By Muireann Duffy
Feelings of loneliness, downheartedness, depression and nervousness are all on the increase in 2020, according to newly released statistics from the Central Statistics Office (CSO).
The 2020 statistical yearbook, which contains data from all areas of Irish life, includes information on the Covid-19 pandemic and its impact on the country.
According to the yearbook, 35 per cent of Irish people are feeling very nervous, compared to 18.2 per cent recorded in 2018.
Some 26.6 per cent of people reported feeling lonely, while 32.4 per cent said they are feeling downhearted or depressed this year.
Despite the ongoing pandemic, overall life satisfaction increased between April and August of this year, jumping from 12.2 per cent to 16.3 per cent.
The data also looks at changes in people’s behaviour brought about by Covid-19 restrictions, showing 37.1 per cent of people increased the frequency of exercise, while 59.1 per cent also reported an increased in the amount time spent online.
Some 22.2 per cent of people said they had noticed their alcohol consumption go up during the restrictions, while 17.2 per cent said their consumption decreased.
With all the changes in behaviour, 13.7 per cent of respondents said they have seen their weight decrease, while 40.9 per cent gained weight and 45.4 per cent noted no change.
Overall, just under 80 per cent of people said they have reduced their spending since the introduction of restrictions, with only 7.6 per cent of people reporting an increase in their income since the onset of the pandemic.
Beyond Covid-19, the CSO information also points to a number of interesting trends in Irish life.
In 2020, 43.4 per cent of people aged between 15 and 64 had a third-level qualification, with 80.2 per cent reaching high secondary school or above.

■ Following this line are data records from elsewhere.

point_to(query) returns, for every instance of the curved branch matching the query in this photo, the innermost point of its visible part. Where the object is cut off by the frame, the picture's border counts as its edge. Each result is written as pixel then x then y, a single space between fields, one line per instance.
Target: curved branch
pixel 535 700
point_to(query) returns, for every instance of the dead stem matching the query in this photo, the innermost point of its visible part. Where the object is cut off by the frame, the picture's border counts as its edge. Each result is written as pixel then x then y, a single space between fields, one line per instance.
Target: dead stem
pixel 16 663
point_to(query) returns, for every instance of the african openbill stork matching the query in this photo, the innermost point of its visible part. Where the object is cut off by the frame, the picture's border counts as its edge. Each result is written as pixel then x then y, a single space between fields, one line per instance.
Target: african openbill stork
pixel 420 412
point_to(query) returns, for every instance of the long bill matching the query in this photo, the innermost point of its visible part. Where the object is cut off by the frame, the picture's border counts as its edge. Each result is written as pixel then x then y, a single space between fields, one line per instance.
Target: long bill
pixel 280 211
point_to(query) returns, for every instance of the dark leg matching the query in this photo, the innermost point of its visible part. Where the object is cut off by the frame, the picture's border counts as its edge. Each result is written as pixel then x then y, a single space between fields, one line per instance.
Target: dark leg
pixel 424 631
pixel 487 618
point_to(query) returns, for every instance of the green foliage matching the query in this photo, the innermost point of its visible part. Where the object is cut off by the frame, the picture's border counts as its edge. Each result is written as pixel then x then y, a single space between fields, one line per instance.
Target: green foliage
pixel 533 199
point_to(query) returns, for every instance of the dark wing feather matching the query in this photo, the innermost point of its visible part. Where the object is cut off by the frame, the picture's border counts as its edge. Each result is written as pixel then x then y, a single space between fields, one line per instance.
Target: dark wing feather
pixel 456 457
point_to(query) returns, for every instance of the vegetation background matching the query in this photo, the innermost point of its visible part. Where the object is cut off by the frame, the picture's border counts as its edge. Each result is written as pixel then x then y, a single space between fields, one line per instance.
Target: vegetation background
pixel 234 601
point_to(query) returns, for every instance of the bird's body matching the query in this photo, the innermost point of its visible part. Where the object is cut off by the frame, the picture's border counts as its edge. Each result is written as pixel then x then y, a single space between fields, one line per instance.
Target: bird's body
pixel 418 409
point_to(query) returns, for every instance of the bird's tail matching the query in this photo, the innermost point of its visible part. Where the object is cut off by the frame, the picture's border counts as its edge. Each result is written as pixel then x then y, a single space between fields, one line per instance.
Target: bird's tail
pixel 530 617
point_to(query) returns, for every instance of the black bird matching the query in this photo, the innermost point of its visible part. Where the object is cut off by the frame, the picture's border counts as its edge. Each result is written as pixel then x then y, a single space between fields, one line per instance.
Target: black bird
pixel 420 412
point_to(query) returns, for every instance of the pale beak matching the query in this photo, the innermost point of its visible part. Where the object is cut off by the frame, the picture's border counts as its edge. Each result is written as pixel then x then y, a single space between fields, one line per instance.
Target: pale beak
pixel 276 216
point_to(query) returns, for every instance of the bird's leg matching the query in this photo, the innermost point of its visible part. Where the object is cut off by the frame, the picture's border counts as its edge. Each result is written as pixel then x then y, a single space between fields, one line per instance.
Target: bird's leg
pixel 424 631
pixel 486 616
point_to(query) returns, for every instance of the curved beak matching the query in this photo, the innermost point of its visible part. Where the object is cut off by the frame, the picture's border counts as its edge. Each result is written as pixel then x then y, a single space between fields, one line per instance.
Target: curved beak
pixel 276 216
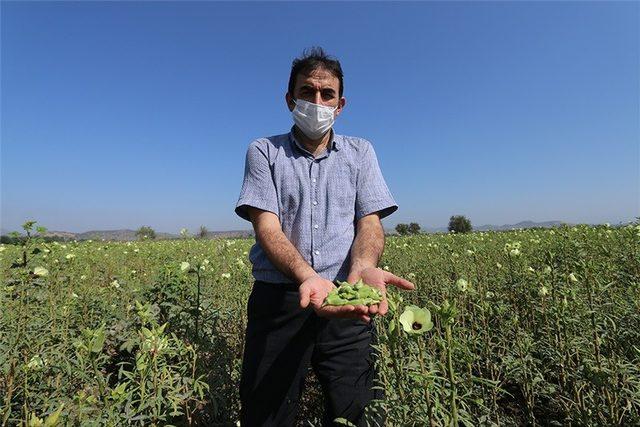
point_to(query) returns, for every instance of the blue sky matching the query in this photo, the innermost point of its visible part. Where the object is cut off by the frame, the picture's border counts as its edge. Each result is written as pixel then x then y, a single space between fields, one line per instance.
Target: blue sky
pixel 120 114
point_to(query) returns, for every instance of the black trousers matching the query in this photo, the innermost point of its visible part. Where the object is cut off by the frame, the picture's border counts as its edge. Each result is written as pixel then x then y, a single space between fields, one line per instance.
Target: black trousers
pixel 282 341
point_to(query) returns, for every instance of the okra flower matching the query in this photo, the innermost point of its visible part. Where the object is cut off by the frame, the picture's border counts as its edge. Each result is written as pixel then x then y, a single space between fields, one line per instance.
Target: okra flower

The yearbook also drew information from crime and victim statistics from 2019, asking adults how safe they feel walking in their local area at night, highlighting that only 29 per cent of women would say they feel “very safe”, compared to 60 per cent of men.
Most women, 35 per cent, said they felt “fairly safe”, compared to 27 per cent of men. 22 per cent of women said they felt “a little unsafe” and 14 per cent said they felt “very unsafe”; both levels were reported at 9 and 4 per cent for men respectively.

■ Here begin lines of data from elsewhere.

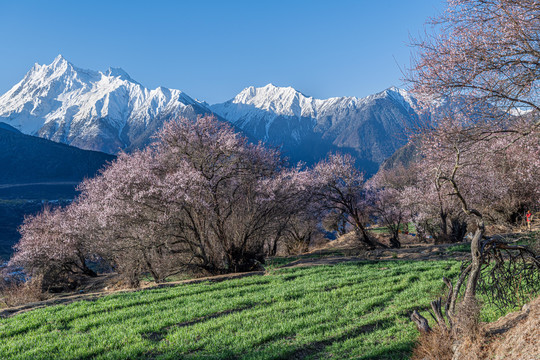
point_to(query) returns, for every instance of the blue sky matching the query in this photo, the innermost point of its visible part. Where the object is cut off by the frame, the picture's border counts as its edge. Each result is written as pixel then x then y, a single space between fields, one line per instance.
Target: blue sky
pixel 214 49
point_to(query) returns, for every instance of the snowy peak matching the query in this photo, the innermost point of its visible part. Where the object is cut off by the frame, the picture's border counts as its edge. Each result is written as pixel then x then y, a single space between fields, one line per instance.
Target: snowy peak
pixel 278 100
pixel 307 128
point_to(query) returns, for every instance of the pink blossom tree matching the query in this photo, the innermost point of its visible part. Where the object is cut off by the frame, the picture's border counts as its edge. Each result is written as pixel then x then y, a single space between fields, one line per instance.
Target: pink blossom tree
pixel 342 192
pixel 49 247
pixel 485 56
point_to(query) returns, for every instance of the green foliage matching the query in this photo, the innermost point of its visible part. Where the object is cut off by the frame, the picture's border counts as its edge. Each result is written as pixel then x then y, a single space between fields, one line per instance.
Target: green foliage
pixel 352 310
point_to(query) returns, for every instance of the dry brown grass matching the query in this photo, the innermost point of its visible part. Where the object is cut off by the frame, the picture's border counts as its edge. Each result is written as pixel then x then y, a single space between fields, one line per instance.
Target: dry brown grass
pixel 515 336
pixel 434 345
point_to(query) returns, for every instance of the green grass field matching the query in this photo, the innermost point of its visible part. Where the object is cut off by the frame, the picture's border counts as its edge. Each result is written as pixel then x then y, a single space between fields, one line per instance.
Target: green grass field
pixel 351 310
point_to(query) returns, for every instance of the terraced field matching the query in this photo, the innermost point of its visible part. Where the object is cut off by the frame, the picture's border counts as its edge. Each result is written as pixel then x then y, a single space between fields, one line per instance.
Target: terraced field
pixel 350 310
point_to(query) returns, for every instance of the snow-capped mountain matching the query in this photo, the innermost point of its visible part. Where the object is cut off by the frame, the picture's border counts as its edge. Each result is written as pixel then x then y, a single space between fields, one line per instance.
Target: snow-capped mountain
pixel 370 128
pixel 106 111
pixel 109 111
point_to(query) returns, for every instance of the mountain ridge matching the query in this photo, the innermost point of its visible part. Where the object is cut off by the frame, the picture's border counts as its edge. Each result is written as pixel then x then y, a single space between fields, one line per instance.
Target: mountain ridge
pixel 110 112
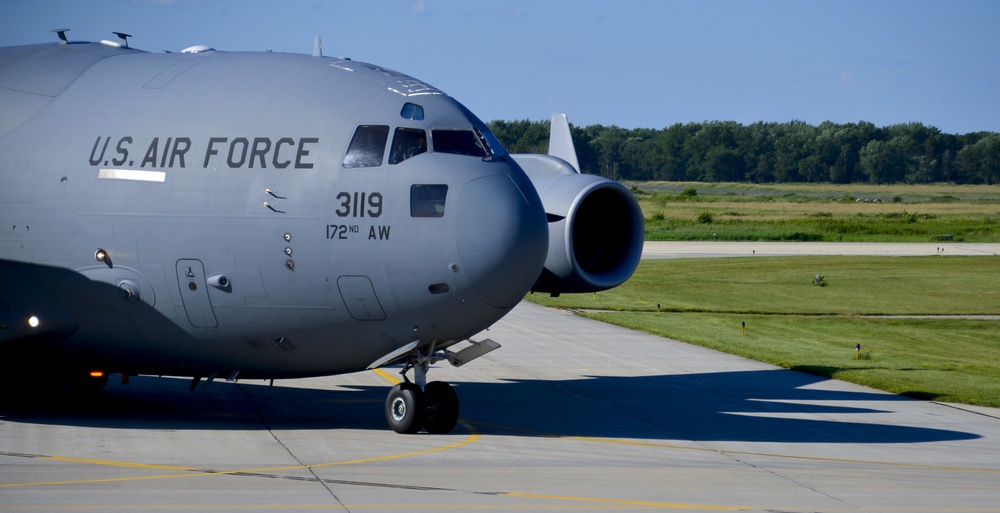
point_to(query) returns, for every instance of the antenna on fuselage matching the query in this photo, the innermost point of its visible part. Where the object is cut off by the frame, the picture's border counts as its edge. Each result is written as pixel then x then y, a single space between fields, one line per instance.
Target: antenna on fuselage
pixel 62 36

With the move to online learning and remote working, the yearbook also shows that 91 per cent of Irish households have access to internet, with Dublin and the Mid-East recording the highest levels of internet connectivity.
The percentage of households connected to the internet was lowest near the Border, with 84 per cent of homes having access, followed by the West and South-East tied on 89 per cent.
Females had a marginally higher rate of daily internet usage at 80 per cent, compared to 78 per cent of males, while 97 per cent of students said they go online every day.
The data also showed that clothes or sports goods were the most popular internet purchases in 2019, followed by holiday accommodation, travel arrangements and event tickets.
This year’s release also contains county-by-county information, showing data such as the top three occupations, number of births, marriages and deaths, which can be viewed on the CSO website.